Pouco antes de viajar para a edição especial de Realidade, Andujar enviara proposta
para obter uma bolsa da Fundação John Simon Guggenheim. No ano seguinte, com a resposta
afirmativa, decidiu dedicar-se a um único povo. O amigo e etnógrafo René Fuerst, que lhe havia
indicado aos Xikrin, sugeriu que fosse aos Yanomami, recomendando-lhe a uma pequena
missão católica instalada no rio Catrimani. Vale lembrar que, à época, a antropologia
estadunidense acreditava ter reencontrado nesse mesmo povo a figura do selvagem em estado
natural. Em Yanomami: o povo feroz (1968) – um dos livros mais vendidos de etnologia
americanista – Napoleon Chagnon descreve uma sociedade sem nenhum tipo de governo,
vivendo em estado crônico de guerra.
Ao longo dos anos, Andujar desenvolveu uma linguagem própria para trabalhar
com os Yanomami. Por conta da dificuldade de fotografar na mata fechada, precisou utilizar
filmes de alta sensibilidade e velocidades de 1/8s e 1/15s, com abertura de f3.5 no diagrama,
que borrava os movimentos mais rápidos. Aproveitando-se da situação, espalhava vaselina nas
bordas da lente da câmera, criando um desfoque radial que conferia atmosfera onírica às
imagens. Durante seu mergulho nas atividades diárias, nas longas expedições de caça ou nas
festas e rituais, a preocupação documental e o rigor factual foram cedendo espaço para uma
série de experimentações visuais. Há nessas imagens elaborados jogos de ângulos, testes de luz
e sombra, paisagens transfiguradas por cores extravagantes e inúmeras aparições fantasmáticas,
instaurando uma sofisticada relação entre o visível e o invisível – tema fundamental nas
cosmologias amazônicas. Essa não-iconicidade apontava para uma dimensão nãorepresentacional
da imagem, operando como índice ao invés de ícone.

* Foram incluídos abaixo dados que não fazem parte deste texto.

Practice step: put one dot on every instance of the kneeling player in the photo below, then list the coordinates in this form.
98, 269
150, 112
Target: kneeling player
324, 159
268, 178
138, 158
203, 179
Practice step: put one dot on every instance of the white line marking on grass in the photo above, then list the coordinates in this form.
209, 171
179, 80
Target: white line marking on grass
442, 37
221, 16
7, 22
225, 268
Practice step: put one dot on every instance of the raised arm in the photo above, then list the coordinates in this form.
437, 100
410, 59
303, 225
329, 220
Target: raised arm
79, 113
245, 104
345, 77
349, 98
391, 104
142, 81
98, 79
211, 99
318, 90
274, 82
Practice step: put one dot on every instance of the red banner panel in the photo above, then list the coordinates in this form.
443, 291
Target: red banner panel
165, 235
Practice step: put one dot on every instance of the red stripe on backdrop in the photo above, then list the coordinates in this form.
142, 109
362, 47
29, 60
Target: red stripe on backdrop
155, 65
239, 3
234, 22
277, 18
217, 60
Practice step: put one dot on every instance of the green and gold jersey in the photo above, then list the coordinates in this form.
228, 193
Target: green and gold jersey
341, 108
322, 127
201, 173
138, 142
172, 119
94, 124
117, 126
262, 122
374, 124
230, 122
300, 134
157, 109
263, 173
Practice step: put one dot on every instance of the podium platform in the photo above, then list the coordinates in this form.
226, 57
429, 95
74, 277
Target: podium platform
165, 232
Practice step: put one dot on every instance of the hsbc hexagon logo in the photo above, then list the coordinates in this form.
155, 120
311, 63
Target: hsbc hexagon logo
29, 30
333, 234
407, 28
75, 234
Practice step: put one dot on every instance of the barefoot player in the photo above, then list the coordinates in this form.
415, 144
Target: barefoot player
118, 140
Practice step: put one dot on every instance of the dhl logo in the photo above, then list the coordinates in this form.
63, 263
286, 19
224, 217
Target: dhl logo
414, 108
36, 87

“Na época não me importava não entender a língua dos Yanomami. Nós nos
entendíamos com gestos e mímica. As respostas, encontrava no olhar. Não sentia a falta de
troca de palavras. Queria observar, absorver, para recriar em forma de imagens o que sentia.
Talvez o diálogo iria até interferir. Só mais tarde, quando acabei de fotografar, eu procurei a
comunicação verbal. Fotografar é processo de descobrir o outro e, através do outro, si mesmo”
– escreveu a fotógrafa em 1975 (p. 101).